I'm trying to exclude certain rows based on certain conditions: Criteria A - exclude if imm1 or imm 2 = bio1 or bio2 (i.e. would exclude row 1) Criteria B - exclude if imm1 or imm 2 = surg (i.e. would exclude row 2)

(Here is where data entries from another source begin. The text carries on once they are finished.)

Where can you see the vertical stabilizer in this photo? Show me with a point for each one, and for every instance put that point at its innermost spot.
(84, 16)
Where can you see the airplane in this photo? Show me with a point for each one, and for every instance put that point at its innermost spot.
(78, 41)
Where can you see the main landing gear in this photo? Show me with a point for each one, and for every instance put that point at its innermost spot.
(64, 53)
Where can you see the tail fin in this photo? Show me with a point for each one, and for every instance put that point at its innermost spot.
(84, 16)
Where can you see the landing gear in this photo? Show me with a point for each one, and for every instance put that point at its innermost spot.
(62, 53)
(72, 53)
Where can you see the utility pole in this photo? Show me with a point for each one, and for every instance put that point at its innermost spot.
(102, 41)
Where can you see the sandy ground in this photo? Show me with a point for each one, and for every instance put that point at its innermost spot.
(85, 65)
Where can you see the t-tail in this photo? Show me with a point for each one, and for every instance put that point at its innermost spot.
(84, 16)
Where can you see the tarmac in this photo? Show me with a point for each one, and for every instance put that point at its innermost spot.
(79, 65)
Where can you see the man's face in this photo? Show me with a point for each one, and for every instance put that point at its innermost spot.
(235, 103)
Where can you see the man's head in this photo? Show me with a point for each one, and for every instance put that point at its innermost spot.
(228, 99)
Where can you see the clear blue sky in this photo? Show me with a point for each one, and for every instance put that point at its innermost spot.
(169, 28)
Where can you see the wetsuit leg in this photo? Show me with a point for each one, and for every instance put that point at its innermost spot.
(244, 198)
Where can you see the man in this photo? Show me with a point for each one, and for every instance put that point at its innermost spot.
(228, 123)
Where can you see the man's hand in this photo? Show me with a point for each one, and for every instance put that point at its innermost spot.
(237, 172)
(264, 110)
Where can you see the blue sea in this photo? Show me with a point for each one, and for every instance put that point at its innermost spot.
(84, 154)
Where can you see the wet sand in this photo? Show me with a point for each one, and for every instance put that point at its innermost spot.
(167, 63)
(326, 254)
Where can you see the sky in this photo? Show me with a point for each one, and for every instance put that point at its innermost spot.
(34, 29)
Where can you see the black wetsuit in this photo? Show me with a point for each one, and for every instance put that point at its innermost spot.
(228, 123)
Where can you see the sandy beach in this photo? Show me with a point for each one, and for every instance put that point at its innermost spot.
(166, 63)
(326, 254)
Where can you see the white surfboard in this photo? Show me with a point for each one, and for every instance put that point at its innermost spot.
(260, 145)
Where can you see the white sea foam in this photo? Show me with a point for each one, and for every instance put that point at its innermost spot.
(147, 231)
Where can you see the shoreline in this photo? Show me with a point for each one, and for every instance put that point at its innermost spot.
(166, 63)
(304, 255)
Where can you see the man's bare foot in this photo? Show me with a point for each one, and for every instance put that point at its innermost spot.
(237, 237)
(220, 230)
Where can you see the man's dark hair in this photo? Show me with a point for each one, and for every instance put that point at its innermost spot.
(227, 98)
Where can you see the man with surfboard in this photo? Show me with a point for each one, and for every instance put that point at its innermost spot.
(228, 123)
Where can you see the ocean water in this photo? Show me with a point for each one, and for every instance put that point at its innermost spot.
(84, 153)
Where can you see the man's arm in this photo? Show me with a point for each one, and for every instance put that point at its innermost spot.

meta_CD (name of data frame)
Row no | imm1 | imm2 | bio1 | bio2 | surg |
---|---|---|---|---|---|
1 | 2009 | 2010 | 2010 | NA | NA |
2 | 2004 | NA | 2015 | NA | 2004 |
3 | 2009 | 2009 | NA | NA | NA |
4 | 2015 | NA | NA | NA | NA |
Just wondered how I would do this in R please.
Thanks in advance.
CodePudding user response:
Quick answer: To exclude rows if imm1 not in list bio1, bio2, you can use:
meta_CD <- meta_CD[! meta_CD$imm1 %in%('bio1','bio2'),]
To add imm2:
meta_CD <- meta_CD[! meta_CD$imm1 %in%('bio1','bio2') | ! meta_CD$imm2 %in%('bio1','bio2') ,]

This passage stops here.